Here Stetzer develops the idea that the church is a sign, foretaste, and instrument of the kingdom of God.

From the Publisher This world is a dark, evil, and broken place – more corrosive and corrupting than we even realize since we sit here in the middle of it, with nothing else to compare it to. But for those who know that Christ is coming to establish a new and perfect order, ours is not just a world to endure but a world to invade. Believers have not been stationed here on earth merely to subsist but to actively subvert the enemy’s attempts at blinding people in unbelief and burying them under heartbreaking loads of human need.

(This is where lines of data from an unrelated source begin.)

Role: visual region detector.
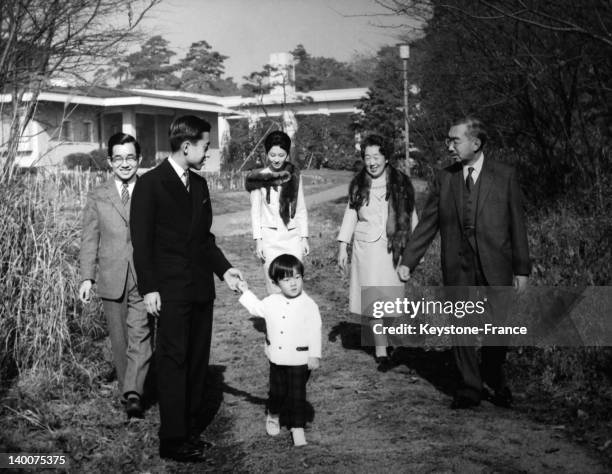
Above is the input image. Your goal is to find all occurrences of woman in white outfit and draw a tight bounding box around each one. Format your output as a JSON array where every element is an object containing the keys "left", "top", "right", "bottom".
[
  {"left": 337, "top": 134, "right": 418, "bottom": 371},
  {"left": 246, "top": 131, "right": 309, "bottom": 294}
]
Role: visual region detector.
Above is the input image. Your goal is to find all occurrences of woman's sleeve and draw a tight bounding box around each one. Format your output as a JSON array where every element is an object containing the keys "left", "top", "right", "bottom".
[
  {"left": 337, "top": 202, "right": 357, "bottom": 243},
  {"left": 250, "top": 189, "right": 262, "bottom": 239},
  {"left": 295, "top": 176, "right": 308, "bottom": 238}
]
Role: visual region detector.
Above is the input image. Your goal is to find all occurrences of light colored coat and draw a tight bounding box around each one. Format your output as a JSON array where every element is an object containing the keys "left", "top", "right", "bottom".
[
  {"left": 249, "top": 171, "right": 308, "bottom": 240},
  {"left": 239, "top": 290, "right": 322, "bottom": 366},
  {"left": 80, "top": 179, "right": 134, "bottom": 299}
]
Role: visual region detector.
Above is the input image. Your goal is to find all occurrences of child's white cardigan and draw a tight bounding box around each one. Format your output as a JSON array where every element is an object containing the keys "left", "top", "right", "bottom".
[{"left": 239, "top": 290, "right": 322, "bottom": 366}]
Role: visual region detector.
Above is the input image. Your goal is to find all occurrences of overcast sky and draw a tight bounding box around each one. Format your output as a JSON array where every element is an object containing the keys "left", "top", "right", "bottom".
[{"left": 138, "top": 0, "right": 415, "bottom": 83}]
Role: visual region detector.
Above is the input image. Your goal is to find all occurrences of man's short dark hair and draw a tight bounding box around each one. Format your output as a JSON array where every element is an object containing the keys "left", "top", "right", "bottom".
[
  {"left": 360, "top": 134, "right": 393, "bottom": 160},
  {"left": 107, "top": 133, "right": 141, "bottom": 157},
  {"left": 169, "top": 115, "right": 211, "bottom": 152},
  {"left": 268, "top": 254, "right": 304, "bottom": 283},
  {"left": 452, "top": 116, "right": 488, "bottom": 150}
]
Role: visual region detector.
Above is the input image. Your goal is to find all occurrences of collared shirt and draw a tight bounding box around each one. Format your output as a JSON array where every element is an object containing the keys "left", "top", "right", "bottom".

The kingdom of God changes all that.

Ed Stetzer’s Subversive Kingdom is a personal call for Christians to reorient their thinking and lifestyle to match what Jesus described of His people in Scripture, while teaming up with other believers through their churches to bring light into a dying and darkening culture. Stetzer uses the parables of Christ to unlock the “kingdom secrets” that bring this mysterious concept within understandable reach, while urging Christians to turn this knowledge into practical, everyday, ongoing missions designed to set people free from lives headed for hopelessness.

About the Author

Ed Stetzer is vice president of research and ministry development at LifeWay Christian Resources in Nashville, Tennessee. He holds two masters and two doctoral degrees and has written dozens of articles and acclaimed books including Planting Missional Churches, Breaking the Missional Code, Comeback Churches, and Lost and Found. Ed and his wife, Donna, have three daughters and live in Nashville, Tennessee.